- Firm demand and tight prompt supply support sentiment
- Muted fixtures, weak enquiries weigh on rates amid ample tonnage
Dry bulk coal freight rates showed a mixed trend w-o-w as of 24 March, supported by firm demand and tight prompt vessel supply, while weak cargo activity and ample tonnage weighed on sentiment amid bunker volatility. Bunker prices rebounded after the previous session’s decline, with volatility persisting amid ongoing geopolitical tensions despite a temporary pause in military action.
The Baltic Dry Index edged lower, reflecting softer sentiment amid slower fixing activity and cautious chartering despite steady cargo flows. Panamax and Supramax segments also saw mild pressure, indicating subdued momentum across the dry bulk market.

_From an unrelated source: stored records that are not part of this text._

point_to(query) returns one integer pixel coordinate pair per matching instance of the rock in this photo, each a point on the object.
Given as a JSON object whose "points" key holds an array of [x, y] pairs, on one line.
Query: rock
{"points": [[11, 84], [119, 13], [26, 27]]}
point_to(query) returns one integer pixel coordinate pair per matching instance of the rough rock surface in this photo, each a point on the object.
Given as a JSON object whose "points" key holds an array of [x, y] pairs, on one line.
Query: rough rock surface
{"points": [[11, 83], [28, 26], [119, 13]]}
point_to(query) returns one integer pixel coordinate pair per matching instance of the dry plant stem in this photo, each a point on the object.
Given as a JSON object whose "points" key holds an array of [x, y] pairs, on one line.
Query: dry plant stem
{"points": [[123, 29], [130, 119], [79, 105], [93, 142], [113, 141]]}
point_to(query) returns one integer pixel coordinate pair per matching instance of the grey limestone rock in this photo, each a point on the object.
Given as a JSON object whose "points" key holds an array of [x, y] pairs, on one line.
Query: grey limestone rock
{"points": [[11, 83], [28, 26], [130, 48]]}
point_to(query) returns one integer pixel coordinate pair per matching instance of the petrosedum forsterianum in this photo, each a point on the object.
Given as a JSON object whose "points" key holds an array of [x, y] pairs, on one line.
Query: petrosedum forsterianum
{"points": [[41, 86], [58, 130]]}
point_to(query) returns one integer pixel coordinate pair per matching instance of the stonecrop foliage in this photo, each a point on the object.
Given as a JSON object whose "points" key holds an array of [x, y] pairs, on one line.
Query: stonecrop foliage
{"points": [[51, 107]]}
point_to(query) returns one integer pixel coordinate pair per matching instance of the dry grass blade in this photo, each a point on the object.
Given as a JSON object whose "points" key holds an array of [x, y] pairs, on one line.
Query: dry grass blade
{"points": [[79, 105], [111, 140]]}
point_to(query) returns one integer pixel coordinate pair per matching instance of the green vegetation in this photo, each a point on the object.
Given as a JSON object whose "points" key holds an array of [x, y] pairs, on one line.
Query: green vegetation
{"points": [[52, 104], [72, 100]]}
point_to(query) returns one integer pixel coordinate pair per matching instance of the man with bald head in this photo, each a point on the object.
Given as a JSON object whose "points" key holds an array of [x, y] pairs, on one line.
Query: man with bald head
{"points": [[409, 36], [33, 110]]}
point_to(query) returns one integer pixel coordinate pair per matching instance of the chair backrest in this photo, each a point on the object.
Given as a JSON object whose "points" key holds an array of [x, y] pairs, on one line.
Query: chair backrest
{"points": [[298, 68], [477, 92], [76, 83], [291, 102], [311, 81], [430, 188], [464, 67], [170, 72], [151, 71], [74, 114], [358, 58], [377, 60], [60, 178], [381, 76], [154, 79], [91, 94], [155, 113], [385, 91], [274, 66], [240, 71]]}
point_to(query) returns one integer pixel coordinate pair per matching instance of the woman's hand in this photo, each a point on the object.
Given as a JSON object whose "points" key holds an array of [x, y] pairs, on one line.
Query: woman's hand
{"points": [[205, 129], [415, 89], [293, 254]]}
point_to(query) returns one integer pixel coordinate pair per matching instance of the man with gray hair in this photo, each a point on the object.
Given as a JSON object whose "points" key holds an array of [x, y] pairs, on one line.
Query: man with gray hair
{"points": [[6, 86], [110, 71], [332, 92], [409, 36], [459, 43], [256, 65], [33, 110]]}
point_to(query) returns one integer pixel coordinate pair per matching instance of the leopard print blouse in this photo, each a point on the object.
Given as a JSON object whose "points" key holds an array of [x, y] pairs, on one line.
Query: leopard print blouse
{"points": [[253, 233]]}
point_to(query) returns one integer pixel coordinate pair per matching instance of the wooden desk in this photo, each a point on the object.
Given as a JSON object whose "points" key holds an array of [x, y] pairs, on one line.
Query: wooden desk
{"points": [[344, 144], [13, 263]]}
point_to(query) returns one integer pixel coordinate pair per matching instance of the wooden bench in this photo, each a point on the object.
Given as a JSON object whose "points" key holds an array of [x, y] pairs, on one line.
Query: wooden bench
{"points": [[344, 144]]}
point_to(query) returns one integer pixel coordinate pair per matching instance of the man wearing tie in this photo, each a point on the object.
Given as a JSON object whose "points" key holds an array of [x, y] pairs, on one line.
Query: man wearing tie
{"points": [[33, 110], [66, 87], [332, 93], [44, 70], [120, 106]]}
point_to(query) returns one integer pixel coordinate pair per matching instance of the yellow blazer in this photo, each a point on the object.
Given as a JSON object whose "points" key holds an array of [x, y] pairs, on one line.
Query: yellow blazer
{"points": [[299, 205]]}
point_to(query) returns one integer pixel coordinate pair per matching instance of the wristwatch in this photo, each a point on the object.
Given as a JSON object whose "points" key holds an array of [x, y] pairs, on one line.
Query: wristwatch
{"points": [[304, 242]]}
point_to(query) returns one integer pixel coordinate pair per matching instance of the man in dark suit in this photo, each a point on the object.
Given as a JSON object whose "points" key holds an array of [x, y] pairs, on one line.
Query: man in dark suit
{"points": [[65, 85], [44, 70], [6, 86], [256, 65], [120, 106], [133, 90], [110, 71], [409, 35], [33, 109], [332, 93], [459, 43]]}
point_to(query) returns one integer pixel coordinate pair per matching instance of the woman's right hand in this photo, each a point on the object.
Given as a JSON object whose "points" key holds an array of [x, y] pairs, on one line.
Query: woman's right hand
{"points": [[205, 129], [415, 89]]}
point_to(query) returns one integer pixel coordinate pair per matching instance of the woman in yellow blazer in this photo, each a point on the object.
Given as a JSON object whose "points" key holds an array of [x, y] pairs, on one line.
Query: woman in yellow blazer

A shipbroker said, “Yesterday there was a correction in bunker prices, but it is difficult to take a call at this moment; rates are volatile.”
Route wise updates:

In the Atlantic basin, tightening prompt vessel availability supported sentiment, though subdued activity and limited market impetus capped stronger momentum. Market participants indicated that activity remained slow, with one broker noting, “Market is a bit dull. Traders are hoarding cargoes and waiting for the market to fall.”
Adding to the cautious tone, sources indicated that the Supramax segment continued to face pressure due to muted fixtures and weak tonnage demand, alongside ample vessel availability. Overall activity remained thin, reflecting limited fresh enquiries.
A market source said, “No recent fixtures to be honest. Charterers are postponing their laycan.” adding that trading information remained limited.
Another source told BigMint, “It’s a difficult time for charterers to move cargo, with only urgent requirements being fixed. We should have a clearer picture in the next few days.”
The source added that fixture visibility remains limited, with brokers seeing little activity and some headowners fixing directly with charterers, indicating a quieter and less transparent market.
Reflecting mixed sentiment, another ship broker said, “Freight sentiments, I feel, are sideways to a little upwards.”
Outlook
Freight sentiment is expected to remain mixed in the near term, with tight vessel availability supporting some segments, while weak enquiries and ample tonnage continue to pressure others. Market participants are likely to stay cautious amid bunker uncertainty, with clearer direction expected as demand visibility improves.